Velo3D, Inc. Grants CEO Performance Option and Approves Change‑in‑Control Deals

What Happened

  • Velo3D, Inc. announced on June 29–30, 2026 that its Compensation Committee granted CEO Arun Jeldi a performance‑based stock option for 964,474 shares with an $18.40 exercise price (closing price on the grant date) under the 2021 Equity Incentive Plan. The award vests only if specified market‑capitalization milestones are met within five years.
  • The committee also authorized Change‑in‑Control (CIC) agreements for CEO Arun Jeldi, CFO James Suva and Chief Revenue Officer Michelle Sidwell that provide specified severance and benefit protections if their employment is terminated without cause (or they resign for good reason) in a defined period around a change in control.

Key Details

  • 2026 Performance Award to CEO Arun Jeldi: 964,474 shares; exercise price $18.40; vesting tied to market cap milestones: 10% at $1B, +20% at $3B, +30% at $5B, +40% at $10B; milestones must be met within 5 years and Jeldi must remain in service through each milestone. Once vested, exercisable until the earlier of the 10th anniversary of grant or 1 year after service ends.
  • CIC Agreements (Arun Jeldi, James Suva, Michelle Sidwell): trigger window = 3 months before to 12 months after a change in control. If terminated by the company (not for cause) or resign for good reason in that window, executives receive (1) lump sum = current annual base salary + current target annual bonus + pro‑rata target bonus for the year, (2) vesting of outstanding unvested time‑based equity awards, and (3) 12 months of medical premium payments.

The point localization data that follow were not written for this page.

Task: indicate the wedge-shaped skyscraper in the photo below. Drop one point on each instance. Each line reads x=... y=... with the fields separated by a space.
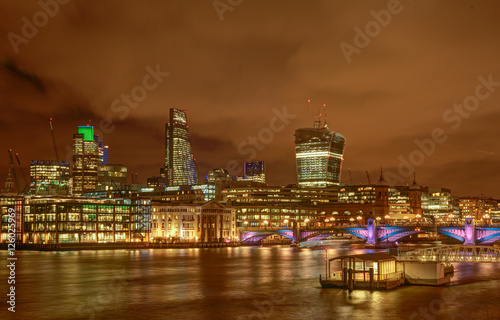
x=180 y=168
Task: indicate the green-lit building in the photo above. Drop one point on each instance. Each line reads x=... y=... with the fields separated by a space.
x=85 y=160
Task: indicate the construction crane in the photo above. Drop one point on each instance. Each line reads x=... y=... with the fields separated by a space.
x=22 y=172
x=13 y=170
x=368 y=176
x=53 y=139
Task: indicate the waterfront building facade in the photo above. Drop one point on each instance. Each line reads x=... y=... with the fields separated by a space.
x=193 y=222
x=180 y=168
x=55 y=220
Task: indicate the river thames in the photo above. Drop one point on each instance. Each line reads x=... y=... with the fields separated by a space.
x=276 y=282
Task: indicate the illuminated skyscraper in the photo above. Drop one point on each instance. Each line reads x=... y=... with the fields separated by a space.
x=319 y=153
x=180 y=168
x=85 y=160
x=49 y=177
x=254 y=171
x=103 y=151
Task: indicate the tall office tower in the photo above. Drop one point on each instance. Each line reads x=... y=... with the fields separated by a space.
x=319 y=153
x=180 y=168
x=49 y=177
x=85 y=160
x=103 y=151
x=255 y=171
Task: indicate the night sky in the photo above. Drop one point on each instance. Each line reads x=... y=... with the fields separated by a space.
x=235 y=68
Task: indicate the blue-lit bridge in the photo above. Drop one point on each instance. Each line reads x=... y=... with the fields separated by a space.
x=468 y=234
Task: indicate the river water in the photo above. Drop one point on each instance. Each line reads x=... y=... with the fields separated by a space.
x=277 y=282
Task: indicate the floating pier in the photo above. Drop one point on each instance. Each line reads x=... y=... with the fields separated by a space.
x=382 y=271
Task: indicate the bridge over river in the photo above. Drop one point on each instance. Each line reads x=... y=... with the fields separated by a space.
x=468 y=234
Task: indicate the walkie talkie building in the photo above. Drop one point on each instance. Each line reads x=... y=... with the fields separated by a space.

Payments are conditioned on signing a general release and may be reduced to avoid adverse excise tax treatment if that yields a higher net after‑tax amount to the executive.

Why It Matters

  • For investors, the CEO award ties a large portion of executive pay to company valuation milestones ($1B–$10B), aligning long‑term executive incentives with market capitalization growth rather than time‑based vesting. The size and market‑cap hurdles indicate management is being rewarded for materially increasing company value.
  • The CIC agreements add standard transaction protections for top executives that could affect post‑deal compensation obligations and cash needs if Velo3D is involved in a sale or change of control. These agreements are conditional (release required) and include tax‑savings provisions to limit excise taxes.